- Date: 27 October – 2 November
- Edition: 1st
- Surface: Clay
- Location: Lima, Peru

Champions

Singles
- Mariano Navone

Doubles
- Gonzalo Escobar / Miguel Ángel Reyes-Varela
- Los Inkas Open · 2026 →

= 2025 Los Inkas Open =

The 2025 Los Inkas Open was a professional tennis tournament played on clay courts. It was the first edition of the tournament which was part of the 2025 ATP Challenger Tour.

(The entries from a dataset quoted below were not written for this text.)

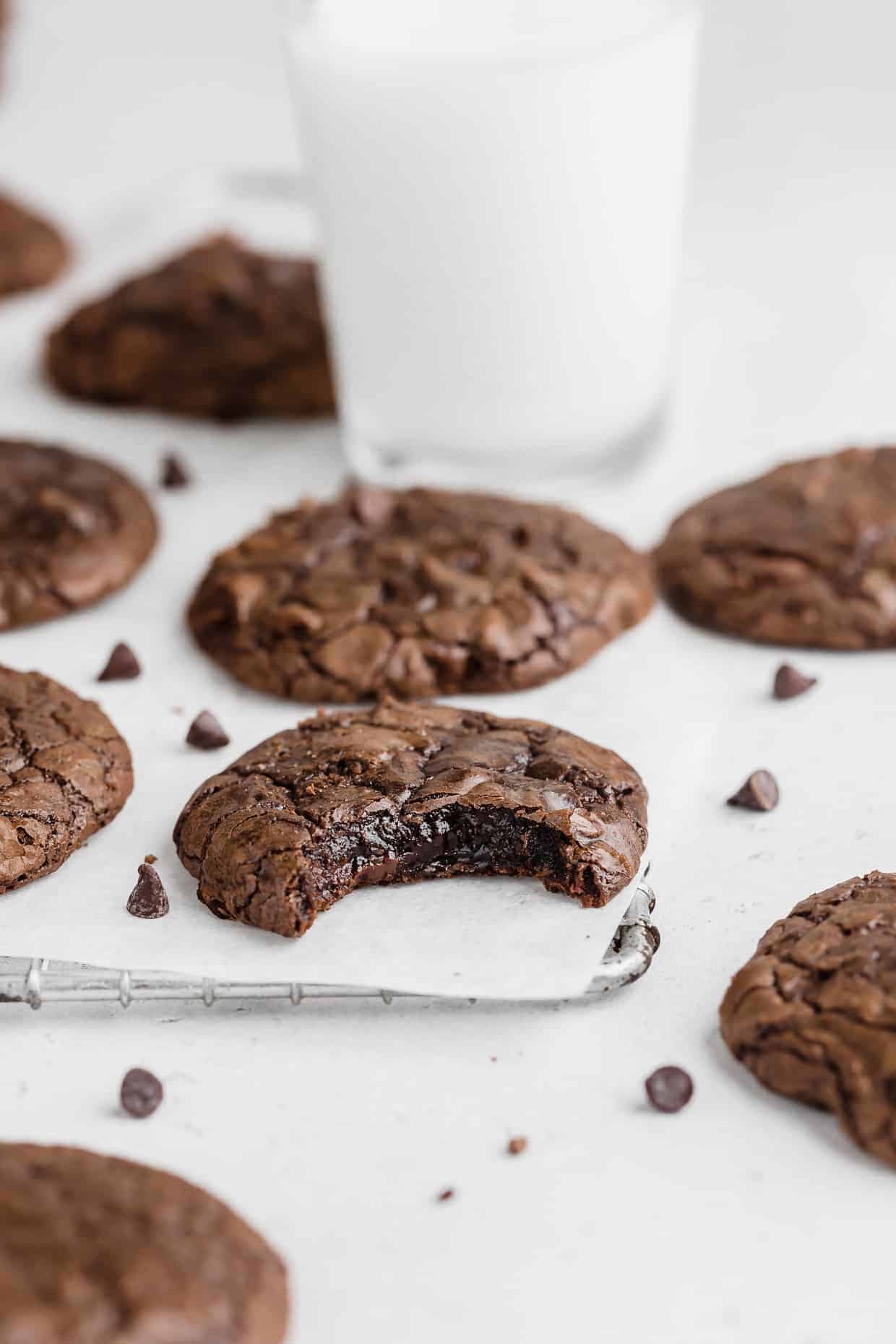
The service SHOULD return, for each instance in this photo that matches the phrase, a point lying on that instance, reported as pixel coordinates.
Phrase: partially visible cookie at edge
(417, 593)
(108, 1252)
(33, 250)
(65, 773)
(802, 556)
(219, 331)
(406, 792)
(73, 530)
(813, 1012)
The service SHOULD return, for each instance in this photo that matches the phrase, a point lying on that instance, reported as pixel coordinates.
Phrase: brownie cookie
(219, 331)
(813, 1014)
(72, 531)
(65, 772)
(405, 792)
(417, 593)
(33, 251)
(98, 1250)
(805, 554)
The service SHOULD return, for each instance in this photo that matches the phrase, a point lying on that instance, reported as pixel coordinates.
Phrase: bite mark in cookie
(405, 792)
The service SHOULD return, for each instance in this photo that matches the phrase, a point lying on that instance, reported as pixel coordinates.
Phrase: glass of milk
(499, 187)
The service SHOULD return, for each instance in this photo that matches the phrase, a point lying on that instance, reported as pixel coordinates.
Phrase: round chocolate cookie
(417, 593)
(65, 772)
(72, 531)
(805, 554)
(219, 331)
(813, 1012)
(98, 1250)
(405, 792)
(33, 251)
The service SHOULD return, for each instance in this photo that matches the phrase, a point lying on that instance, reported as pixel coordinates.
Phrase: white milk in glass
(500, 189)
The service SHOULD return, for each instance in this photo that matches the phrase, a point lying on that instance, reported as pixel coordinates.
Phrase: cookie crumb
(173, 473)
(206, 733)
(758, 793)
(148, 900)
(121, 664)
(142, 1093)
(669, 1089)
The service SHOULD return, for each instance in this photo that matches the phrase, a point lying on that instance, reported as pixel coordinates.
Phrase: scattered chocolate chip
(121, 667)
(669, 1089)
(206, 733)
(789, 681)
(148, 900)
(173, 473)
(142, 1093)
(759, 793)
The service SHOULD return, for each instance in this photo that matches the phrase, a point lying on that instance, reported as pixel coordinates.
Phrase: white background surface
(744, 1218)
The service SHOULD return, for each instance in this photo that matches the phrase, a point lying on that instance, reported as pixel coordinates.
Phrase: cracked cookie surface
(65, 772)
(405, 792)
(813, 1012)
(802, 556)
(417, 593)
(72, 531)
(33, 251)
(98, 1250)
(219, 331)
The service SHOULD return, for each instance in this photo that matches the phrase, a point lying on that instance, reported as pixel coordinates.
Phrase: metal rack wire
(37, 981)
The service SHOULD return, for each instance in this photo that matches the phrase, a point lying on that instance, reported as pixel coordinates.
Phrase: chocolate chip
(669, 1089)
(148, 900)
(789, 683)
(142, 1093)
(759, 793)
(121, 667)
(206, 733)
(173, 473)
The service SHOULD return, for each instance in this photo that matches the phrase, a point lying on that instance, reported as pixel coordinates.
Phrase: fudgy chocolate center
(456, 840)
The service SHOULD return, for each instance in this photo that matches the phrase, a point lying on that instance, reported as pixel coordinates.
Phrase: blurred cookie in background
(33, 250)
(73, 530)
(219, 331)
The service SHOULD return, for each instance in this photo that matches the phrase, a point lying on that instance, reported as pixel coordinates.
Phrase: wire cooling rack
(37, 981)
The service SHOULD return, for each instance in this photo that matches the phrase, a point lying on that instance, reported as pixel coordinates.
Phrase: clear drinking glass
(499, 186)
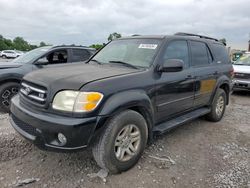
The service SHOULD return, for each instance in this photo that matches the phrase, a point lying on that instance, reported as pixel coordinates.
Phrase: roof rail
(195, 35)
(72, 45)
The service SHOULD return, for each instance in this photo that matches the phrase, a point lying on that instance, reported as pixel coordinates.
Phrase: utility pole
(249, 43)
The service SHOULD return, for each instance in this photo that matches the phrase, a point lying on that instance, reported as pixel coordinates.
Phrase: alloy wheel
(127, 142)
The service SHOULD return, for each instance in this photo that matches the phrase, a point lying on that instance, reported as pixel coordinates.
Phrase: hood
(7, 65)
(242, 68)
(74, 76)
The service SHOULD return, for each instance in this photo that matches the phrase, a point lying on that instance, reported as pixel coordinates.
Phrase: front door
(174, 90)
(204, 71)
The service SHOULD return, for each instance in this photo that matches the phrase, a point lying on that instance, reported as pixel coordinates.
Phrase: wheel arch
(136, 100)
(222, 84)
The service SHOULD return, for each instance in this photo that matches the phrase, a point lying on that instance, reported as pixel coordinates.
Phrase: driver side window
(55, 57)
(177, 50)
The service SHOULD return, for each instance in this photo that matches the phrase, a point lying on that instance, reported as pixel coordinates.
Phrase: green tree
(114, 35)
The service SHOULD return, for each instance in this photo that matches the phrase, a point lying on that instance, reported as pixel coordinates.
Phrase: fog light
(62, 139)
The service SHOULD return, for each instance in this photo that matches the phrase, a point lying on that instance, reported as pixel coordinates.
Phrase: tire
(7, 91)
(112, 140)
(218, 106)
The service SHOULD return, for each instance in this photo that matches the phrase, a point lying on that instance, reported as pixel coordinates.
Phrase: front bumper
(42, 129)
(241, 84)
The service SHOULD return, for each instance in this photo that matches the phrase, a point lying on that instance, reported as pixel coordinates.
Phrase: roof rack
(72, 45)
(195, 35)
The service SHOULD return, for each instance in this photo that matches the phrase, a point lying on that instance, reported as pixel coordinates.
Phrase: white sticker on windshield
(148, 46)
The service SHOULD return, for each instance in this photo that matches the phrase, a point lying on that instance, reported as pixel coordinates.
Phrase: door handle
(190, 76)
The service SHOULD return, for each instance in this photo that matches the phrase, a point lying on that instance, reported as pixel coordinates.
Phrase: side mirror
(42, 62)
(171, 65)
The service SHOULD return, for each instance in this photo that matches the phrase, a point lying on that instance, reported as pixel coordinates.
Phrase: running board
(166, 126)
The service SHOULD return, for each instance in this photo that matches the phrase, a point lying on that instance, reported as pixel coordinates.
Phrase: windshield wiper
(124, 63)
(98, 62)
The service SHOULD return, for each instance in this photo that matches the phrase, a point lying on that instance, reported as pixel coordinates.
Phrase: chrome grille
(34, 92)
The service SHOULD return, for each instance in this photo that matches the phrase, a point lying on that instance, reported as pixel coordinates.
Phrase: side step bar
(166, 126)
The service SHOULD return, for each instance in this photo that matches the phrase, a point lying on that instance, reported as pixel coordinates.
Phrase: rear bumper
(42, 129)
(239, 84)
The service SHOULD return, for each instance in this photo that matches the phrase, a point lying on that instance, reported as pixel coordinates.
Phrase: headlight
(75, 101)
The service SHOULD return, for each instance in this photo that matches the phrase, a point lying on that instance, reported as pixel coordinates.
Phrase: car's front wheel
(7, 91)
(122, 142)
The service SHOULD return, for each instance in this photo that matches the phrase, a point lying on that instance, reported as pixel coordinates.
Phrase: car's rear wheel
(218, 106)
(7, 91)
(122, 142)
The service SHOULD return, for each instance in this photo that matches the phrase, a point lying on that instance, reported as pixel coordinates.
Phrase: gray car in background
(11, 73)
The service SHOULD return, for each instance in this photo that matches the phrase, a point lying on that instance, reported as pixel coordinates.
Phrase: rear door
(175, 90)
(205, 72)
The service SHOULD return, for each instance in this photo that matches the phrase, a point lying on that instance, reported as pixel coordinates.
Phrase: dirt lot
(202, 154)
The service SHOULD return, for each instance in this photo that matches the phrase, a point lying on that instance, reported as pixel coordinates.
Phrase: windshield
(31, 55)
(136, 52)
(243, 60)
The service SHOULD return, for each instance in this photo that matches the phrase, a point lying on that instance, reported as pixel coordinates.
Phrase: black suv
(12, 72)
(132, 89)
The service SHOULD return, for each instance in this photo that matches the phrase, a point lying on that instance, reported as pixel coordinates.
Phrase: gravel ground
(198, 154)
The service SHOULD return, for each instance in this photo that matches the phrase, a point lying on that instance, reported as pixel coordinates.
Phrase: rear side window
(80, 55)
(220, 52)
(177, 50)
(199, 53)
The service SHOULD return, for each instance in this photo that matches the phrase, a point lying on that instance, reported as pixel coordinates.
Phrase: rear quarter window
(220, 53)
(80, 55)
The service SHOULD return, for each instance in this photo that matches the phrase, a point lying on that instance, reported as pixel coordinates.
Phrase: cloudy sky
(90, 21)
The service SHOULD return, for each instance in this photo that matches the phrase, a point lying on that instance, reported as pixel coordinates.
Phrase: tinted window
(199, 53)
(137, 52)
(80, 55)
(55, 57)
(220, 52)
(177, 50)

It took place in Lima, Peru between 27 October and 2 November 2025.

==Singles main-draw entrants==
===Seeds===

| Country | Player | Rank^{1} | Seed |
|---|---|---|---|
| ARG | Mariano Navone | 85 | 1 |
| ARG | Juan Manuel Cerúndolo | 86 | 2 |
| CHI | Cristian Garín | 107 | 3 |
| PER | Ignacio Buse | 111 | 4 |
| ARG | Román Andrés Burruchaga | 128 | 5 |
| USA | Tristan Boyer | 148 | 6 |
| LBN | Hady Habib | 170 | 7 |
| ARG | Alex Barrena | 171 | 8 |
| ARG | Federico Agustín Gómez | 207 | 9 |

- ^{1} Rankings are as of 20 October 2025.

===Other entrants===
The following players received wildcards into the singles main draw:
- PER Ignacio Buse
- PER Arklon Huertas del Pino
- PER Alessandro Rubini

The following player received entry into the singles main draw through the Junior Accelerator programme:
- COL Miguel Tobón

The following players received entry into the singles main draw as alternates:
- ECU Andrés Andrade
- ARG Guido Iván Justo
- URU Franco Roncadelli

The following players received entry from the qualifying draw:
- ARG Fernando Cavallo
- DEN Johannes Ingildsen
- ESP David Jordà Sanchis
- ARG Mariano Kestelboim
- ARG Juan Bautista Torres
- ARG Carlos María Zárate

==Champions==
===Singles===

- ARG Mariano Navone def. ITA Marco Cecchinato 6–4, 5–7, 6–4.

===Doubles===

- ECU Gonzalo Escobar / MEX Miguel Ángel Reyes-Varela def. ARG Federico Agustín Gómez / VEN Luis David Martínez 6–4, 6–4.